Physical therapists and clinicians commonly confirm craniocervical posture (CCP), cervical retraction, and craniocervical flexion as screening tests because they contribute to non-specific neck pain (NSNP). We compared the predictive performance of statistical machine learning (ML) models for classifying individuals with and without NSNP using datasets containing CCP and cervical kinematics during pro- and retraction (CKdPR).

Design

Exploratory, cross-sectional design.

Setting and participants

In total, 773 public service office workers (PSOWs) were screened for eligibility (NSNP, 441; without NSNP, 332).

Methods

We set up five datasets (CCP, cervical kinematics during the protraction, cervical kinematics during the retraction, CKdPR and combination of the CCP and CKdPR). Four ML algorithms–random forest, logistic regression, Extreme Gradient boosting, and support vector machine–were trained.

Main outcome measures

Model performance were assessed using area under the curve (AUC), accuracy, precision, recall and F1-score. To interpret the predictions, we used Feature permutation importance and SHapley Additive explanation values.

Results

The random forest model in the CKdPR dataset classified PSOWs with and without NSNP and achieved the best AUC among the five datasets using the test data (AUC, 0.892 [good]; F1, 0.832). The random forest model in the CCP dataset had the worst AUC among the five datasets using the test data [AUC, 0.738 (fair); F1, 0.715].

Conclusion

ML performance was higher for the CKdPR dataset than for the CCP dataset, suggesting that ML algorithms are more suitable than classical statistical methods for developing robust models for classifying PSOWs with and without NSNP.

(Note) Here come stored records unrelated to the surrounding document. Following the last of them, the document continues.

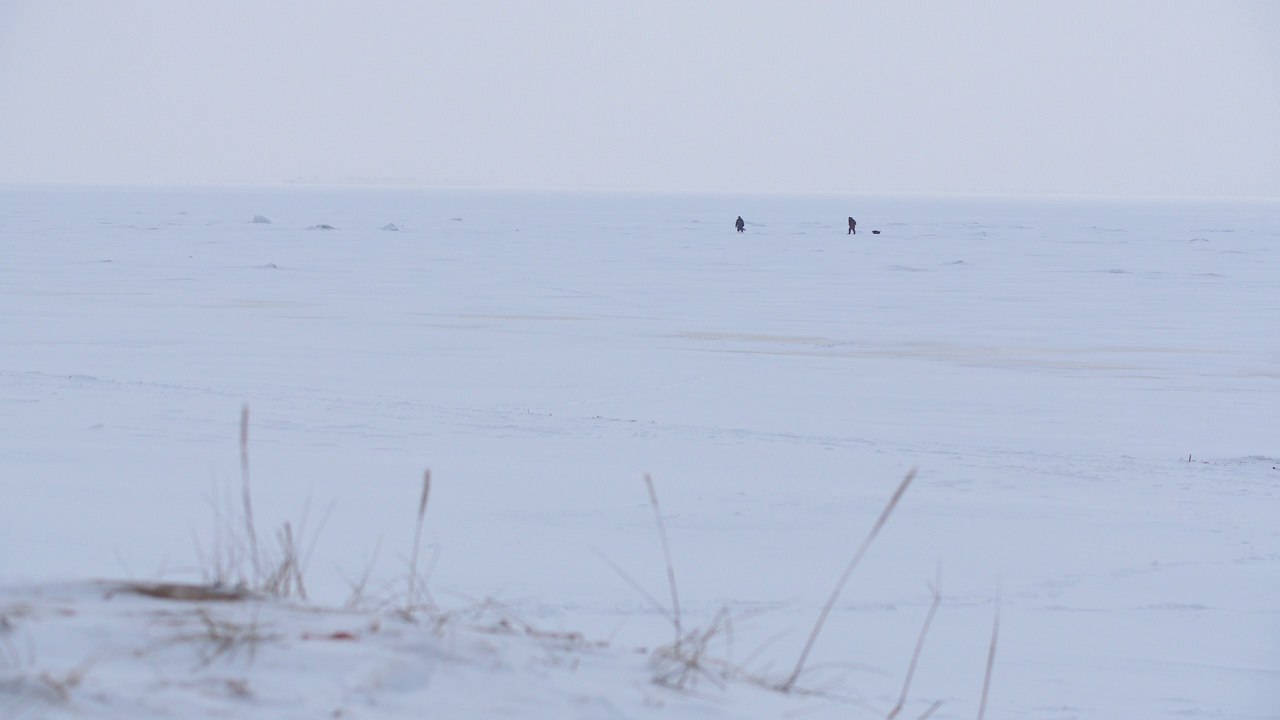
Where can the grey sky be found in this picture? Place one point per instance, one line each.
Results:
(1100, 98)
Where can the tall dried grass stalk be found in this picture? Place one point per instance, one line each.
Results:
(915, 654)
(666, 555)
(250, 532)
(844, 578)
(991, 665)
(414, 591)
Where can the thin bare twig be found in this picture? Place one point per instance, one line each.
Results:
(246, 496)
(634, 584)
(844, 578)
(915, 654)
(666, 555)
(991, 664)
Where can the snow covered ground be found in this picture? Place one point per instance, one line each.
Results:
(1089, 390)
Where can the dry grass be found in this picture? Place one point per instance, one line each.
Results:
(237, 561)
(705, 655)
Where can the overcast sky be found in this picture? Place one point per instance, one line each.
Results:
(1095, 98)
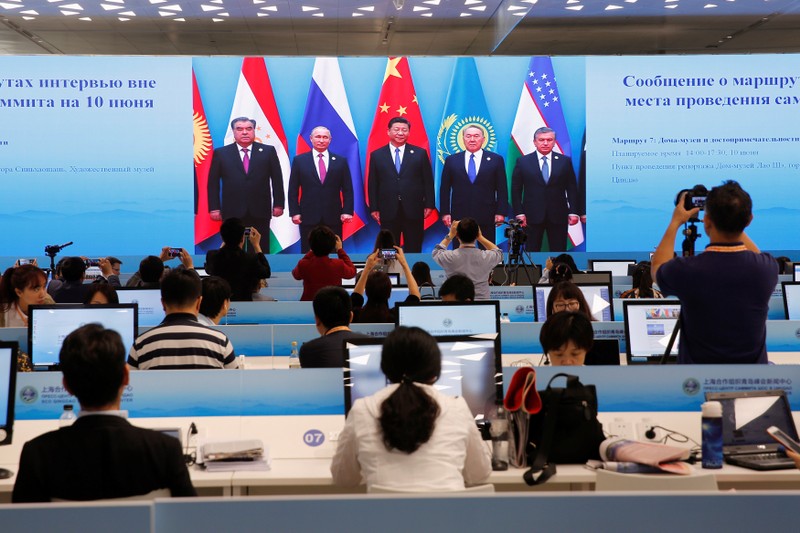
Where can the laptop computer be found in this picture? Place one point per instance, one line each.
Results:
(745, 419)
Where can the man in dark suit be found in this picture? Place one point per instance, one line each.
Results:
(544, 193)
(474, 185)
(101, 455)
(333, 312)
(401, 193)
(250, 174)
(320, 188)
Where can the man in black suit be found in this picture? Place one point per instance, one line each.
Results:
(474, 185)
(401, 193)
(250, 173)
(333, 312)
(101, 455)
(317, 180)
(544, 193)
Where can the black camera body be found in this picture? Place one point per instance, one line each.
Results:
(695, 197)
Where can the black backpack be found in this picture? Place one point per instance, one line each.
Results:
(565, 431)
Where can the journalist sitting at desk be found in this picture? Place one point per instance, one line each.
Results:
(101, 455)
(409, 436)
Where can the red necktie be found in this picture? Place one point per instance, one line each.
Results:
(321, 166)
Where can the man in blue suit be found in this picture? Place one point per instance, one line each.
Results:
(250, 175)
(401, 193)
(544, 193)
(320, 188)
(474, 185)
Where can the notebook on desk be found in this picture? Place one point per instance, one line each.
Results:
(745, 419)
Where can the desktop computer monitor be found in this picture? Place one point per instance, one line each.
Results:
(48, 325)
(617, 267)
(470, 365)
(648, 328)
(598, 296)
(8, 392)
(150, 310)
(451, 318)
(791, 299)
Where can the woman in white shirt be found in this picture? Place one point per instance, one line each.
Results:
(409, 436)
(20, 287)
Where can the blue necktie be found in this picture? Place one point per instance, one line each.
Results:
(545, 169)
(471, 168)
(397, 159)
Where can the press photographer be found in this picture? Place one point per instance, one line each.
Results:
(725, 290)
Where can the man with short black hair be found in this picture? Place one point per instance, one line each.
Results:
(101, 455)
(400, 184)
(180, 341)
(72, 289)
(467, 259)
(457, 288)
(216, 301)
(725, 290)
(242, 269)
(333, 312)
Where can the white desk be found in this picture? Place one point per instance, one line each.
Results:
(312, 476)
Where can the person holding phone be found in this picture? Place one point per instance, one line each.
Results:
(316, 269)
(467, 259)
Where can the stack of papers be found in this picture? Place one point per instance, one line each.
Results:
(234, 455)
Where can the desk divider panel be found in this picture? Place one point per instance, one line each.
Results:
(127, 517)
(669, 388)
(656, 512)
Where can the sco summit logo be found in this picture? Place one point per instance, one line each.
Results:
(28, 394)
(691, 386)
(450, 141)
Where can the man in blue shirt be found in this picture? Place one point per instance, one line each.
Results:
(725, 290)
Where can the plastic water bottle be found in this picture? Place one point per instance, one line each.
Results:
(294, 357)
(499, 433)
(712, 435)
(67, 416)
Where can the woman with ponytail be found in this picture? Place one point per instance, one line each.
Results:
(409, 436)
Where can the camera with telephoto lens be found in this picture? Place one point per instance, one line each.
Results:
(695, 197)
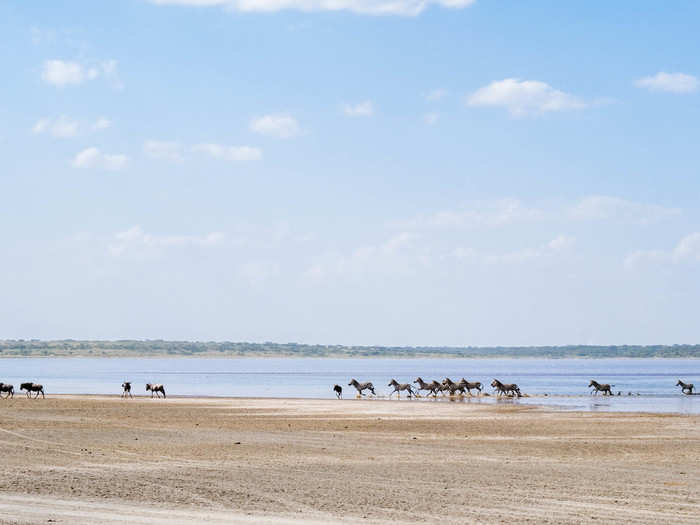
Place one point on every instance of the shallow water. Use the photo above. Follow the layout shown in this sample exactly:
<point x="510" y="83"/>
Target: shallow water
<point x="564" y="380"/>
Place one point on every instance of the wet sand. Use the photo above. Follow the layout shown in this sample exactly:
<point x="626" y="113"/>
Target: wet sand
<point x="90" y="459"/>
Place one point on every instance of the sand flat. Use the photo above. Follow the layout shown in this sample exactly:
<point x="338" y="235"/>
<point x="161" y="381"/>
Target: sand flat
<point x="87" y="459"/>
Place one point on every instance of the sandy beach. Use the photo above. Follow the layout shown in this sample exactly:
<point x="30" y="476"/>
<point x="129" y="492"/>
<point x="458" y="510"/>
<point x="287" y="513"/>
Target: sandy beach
<point x="88" y="459"/>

利用颅颈姿势和运动对非特异性颈痛进行分类的机器学习模型
物理治疗师和临床医生通常会将颅颈姿势(CCP)、颈椎后缩和颅颈屈曲确认为筛查测试,因为它们会导致非特异性颈痛(NSNP)。我们比较了统计机器学习(ML)模型的预测性能,这些模型使用包含 CCP 和颈椎前伸与后缩运动学(CKdPR)的数据集对患有和不患有非特异性颈痛的人进行分类。探索性横断面设计。共有 773 名公共服务办公室工作人员(PSOW)接受了资格筛查(NSNP,441 人;无 NSNP,332 人)。我们建立了五个数据集(CCP、牵引时的颈椎运动学数据、牵引时的颈椎运动学数据、CKdPR 以及 CCP 和 CKdPR 的组合)。训练了四种 ML 算法--随机森林、逻辑回归、极梯度提升和支持向量机。使用曲线下面积(AUC)、准确率、精确率、召回率和 F1 分数评估模型性能。为了解释预测结果,我们使用了特征置换重要性(Feature permutation importance)和SHapley加性解释值(SHapley Additive explanation values)。CKdPR 数据集中的随机森林模型对含有和不含 NSNP 的 PSOW 进行了分类,并在使用测试数据的五个数据集中获得了最佳的 AUC(AUC,0.892 [良好];F1,0.832)。在使用测试数据的五个数据集中,CCP 数据集中的随机森林模型的 AUC 最差[AUC,0.738(尚可);F1,0.715]。CKdPR 数据集的 ML 性能高于 CCP 数据集,这表明 ML 算法比传统统计方法更适合开发稳健的模型,用于对有无 NSNP 的 PSOW 进行分类。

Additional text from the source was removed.